Suncor is also developing its Forty Mile power project in southeastern Alberta. It represents 200 MW of wind capacity.

Another key part of Suncor’s net zero emissions pathway has been investing in renewable fuels since the early 2000s. It invests in biofuel technologies that make ethanol and methanol out of waste streams. These include industrial, forestry, and agricultural wastes.

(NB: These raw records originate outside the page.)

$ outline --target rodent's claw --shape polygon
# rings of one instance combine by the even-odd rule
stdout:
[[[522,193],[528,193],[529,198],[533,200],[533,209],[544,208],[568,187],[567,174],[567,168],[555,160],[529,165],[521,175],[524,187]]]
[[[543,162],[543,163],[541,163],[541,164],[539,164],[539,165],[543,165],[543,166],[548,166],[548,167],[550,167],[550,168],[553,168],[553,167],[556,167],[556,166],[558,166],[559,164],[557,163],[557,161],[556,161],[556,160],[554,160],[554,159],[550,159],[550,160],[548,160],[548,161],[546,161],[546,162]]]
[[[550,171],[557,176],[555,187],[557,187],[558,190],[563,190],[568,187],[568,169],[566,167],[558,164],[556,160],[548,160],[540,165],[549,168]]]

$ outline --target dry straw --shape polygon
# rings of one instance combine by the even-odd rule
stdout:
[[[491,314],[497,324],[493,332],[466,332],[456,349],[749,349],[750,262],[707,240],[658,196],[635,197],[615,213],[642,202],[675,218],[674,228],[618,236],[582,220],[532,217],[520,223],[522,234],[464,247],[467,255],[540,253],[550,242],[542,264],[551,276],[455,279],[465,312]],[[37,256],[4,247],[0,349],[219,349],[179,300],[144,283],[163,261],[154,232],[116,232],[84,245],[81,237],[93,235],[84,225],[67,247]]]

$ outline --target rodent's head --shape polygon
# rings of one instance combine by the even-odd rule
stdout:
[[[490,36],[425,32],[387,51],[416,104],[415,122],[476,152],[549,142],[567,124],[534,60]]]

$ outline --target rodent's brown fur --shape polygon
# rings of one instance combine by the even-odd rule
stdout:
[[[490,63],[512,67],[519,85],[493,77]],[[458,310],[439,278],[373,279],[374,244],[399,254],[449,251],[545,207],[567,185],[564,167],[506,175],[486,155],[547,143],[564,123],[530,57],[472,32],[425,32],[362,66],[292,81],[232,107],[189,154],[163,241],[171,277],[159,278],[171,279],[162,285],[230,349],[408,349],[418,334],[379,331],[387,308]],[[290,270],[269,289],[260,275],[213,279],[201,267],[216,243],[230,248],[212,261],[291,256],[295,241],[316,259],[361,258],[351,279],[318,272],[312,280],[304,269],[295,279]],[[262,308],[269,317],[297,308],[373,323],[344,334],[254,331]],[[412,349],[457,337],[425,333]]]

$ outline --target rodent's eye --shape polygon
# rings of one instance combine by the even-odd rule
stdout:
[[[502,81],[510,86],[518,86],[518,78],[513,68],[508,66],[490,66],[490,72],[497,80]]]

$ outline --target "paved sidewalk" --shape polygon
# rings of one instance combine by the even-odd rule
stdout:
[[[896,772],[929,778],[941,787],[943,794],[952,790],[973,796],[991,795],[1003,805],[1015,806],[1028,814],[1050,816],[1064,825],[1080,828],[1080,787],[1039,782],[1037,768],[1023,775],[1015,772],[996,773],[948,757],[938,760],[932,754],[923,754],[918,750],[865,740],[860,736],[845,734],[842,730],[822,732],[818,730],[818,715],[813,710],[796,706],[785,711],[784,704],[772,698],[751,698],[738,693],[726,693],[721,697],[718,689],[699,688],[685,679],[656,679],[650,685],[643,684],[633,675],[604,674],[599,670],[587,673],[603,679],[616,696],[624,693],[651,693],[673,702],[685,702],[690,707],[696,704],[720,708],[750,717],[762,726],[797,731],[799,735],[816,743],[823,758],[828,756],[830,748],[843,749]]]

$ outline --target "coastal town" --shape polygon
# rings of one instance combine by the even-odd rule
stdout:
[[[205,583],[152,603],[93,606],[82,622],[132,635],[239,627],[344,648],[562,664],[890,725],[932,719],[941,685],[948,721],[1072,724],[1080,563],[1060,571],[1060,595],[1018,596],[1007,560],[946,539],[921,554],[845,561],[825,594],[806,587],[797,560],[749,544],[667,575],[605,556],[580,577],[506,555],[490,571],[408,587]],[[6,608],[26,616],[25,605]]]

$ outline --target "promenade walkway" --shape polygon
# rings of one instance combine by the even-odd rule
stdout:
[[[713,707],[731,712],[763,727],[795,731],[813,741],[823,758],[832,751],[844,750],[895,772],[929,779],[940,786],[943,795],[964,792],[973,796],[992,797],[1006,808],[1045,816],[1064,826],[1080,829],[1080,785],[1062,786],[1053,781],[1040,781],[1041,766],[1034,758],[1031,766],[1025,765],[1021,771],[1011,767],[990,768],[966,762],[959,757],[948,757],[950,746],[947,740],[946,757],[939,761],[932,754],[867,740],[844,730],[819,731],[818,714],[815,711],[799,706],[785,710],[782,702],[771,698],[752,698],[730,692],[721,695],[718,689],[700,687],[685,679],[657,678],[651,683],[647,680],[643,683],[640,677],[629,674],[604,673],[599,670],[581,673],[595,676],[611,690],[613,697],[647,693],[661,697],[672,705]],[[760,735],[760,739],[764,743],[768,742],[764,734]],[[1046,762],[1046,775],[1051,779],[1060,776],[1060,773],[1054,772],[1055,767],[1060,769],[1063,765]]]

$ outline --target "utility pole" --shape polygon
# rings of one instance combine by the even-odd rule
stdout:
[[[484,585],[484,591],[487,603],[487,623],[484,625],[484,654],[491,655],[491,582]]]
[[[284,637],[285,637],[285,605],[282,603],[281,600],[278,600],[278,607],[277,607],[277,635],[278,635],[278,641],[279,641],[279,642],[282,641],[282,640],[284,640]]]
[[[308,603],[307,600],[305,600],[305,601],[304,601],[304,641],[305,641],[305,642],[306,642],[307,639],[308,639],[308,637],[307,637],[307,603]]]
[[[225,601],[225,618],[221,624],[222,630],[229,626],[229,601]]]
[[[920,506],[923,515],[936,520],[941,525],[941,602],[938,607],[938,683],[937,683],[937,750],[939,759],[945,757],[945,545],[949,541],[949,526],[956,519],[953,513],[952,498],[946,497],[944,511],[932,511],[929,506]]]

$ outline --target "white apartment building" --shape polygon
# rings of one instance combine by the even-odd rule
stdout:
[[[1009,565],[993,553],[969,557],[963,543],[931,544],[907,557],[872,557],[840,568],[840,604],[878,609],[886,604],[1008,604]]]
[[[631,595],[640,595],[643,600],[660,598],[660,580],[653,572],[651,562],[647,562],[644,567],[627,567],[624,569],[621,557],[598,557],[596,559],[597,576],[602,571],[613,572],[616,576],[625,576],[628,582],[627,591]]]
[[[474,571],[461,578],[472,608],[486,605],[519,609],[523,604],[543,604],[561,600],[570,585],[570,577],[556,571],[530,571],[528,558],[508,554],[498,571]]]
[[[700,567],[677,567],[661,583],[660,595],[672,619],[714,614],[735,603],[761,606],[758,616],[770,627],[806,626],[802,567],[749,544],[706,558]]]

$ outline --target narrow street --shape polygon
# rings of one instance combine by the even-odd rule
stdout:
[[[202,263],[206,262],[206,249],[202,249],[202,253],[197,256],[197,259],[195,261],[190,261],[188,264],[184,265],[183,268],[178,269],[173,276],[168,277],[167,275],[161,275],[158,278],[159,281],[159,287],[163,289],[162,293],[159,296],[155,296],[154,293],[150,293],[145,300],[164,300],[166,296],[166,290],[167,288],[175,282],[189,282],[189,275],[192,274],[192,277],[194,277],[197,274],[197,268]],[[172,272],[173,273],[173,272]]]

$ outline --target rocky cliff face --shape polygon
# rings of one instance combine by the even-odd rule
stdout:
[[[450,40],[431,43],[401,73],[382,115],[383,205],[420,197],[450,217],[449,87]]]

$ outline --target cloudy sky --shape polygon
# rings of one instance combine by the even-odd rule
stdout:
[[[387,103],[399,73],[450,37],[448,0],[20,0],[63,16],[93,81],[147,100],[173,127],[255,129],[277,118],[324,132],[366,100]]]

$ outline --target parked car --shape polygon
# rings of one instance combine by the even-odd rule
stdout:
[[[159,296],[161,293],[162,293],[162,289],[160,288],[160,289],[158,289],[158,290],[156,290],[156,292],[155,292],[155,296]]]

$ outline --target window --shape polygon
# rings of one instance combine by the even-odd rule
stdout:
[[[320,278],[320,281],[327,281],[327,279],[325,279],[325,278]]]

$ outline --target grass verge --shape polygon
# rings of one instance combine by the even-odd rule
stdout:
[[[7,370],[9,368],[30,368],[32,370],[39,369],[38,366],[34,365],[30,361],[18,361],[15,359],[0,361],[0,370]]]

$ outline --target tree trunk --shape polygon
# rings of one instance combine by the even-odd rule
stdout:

Suncor invests in companies that produce renewable fuels like LanzaTech and LanzaJet. LanzaTech uses bacteria to recycle CO2 waste into fuels and chemicals. LanzaTech focuses on producing sustainable aviation fuel (SAF) using ethanol from recycled CO2 waste.

These renewable fuels give the oil major more ways to cut its carbon emissions.

Lastly, Suncor is producing grey hydrogen via its steam methane reforming process of natural gas. Using this hydrogen in its refineries helps in Suncor’s net zero emissions.

The firm also plans to use hydrogen to help decarbonize the transportation industry. It takes part in the Alberta Zero Emissions Truck Electrification Collaboration project, a multi-party effort to design, manufacture, and test hydrogen-powered trucks.

Working with others to reach net zero emissions

Apart from cutting emissions from its direct and indirect sources, Suncor seeks to work with others to cut its carbon footprint. The company will do this by:

  • working with governments to provide affordable, low-carbon energy options for consumers
  • growing its renewable fuels business to support increasing wholesale and retail demand
  • expanding its hydrogen capacity to offer transportation solutions as demand increases
  • expanding its coast-to-coast charging stations.

The oil giant has been pumping its money on innovations and technologies that can slash the sector’s emissions. It works or partners with XPRIZE, Avatar Innovations, Canada’s Oil Sands Innovation Alliance (COSIA), Evok Innovations, Energy Futures Lab, Clean Resource Innovation Network, and more.

Regulatory Emissions Credits

For the first time, Suncor disclosed the volume of its emission credits (also called carbon credits) to meet its compliance obligations.

  • In 2021, the company retired about 0.6 Mt of emission credits. This reduces its equity emissions from 28.5 Mt CO2e to 27.9 Mt CO2e.

The carbon credits were from Suncor’s operations that performed better than regulatory benchmarks. They’re from its wind and cogeneration efforts that yield low carbon power and fuel. Some credits were also bought from carbon exchanges.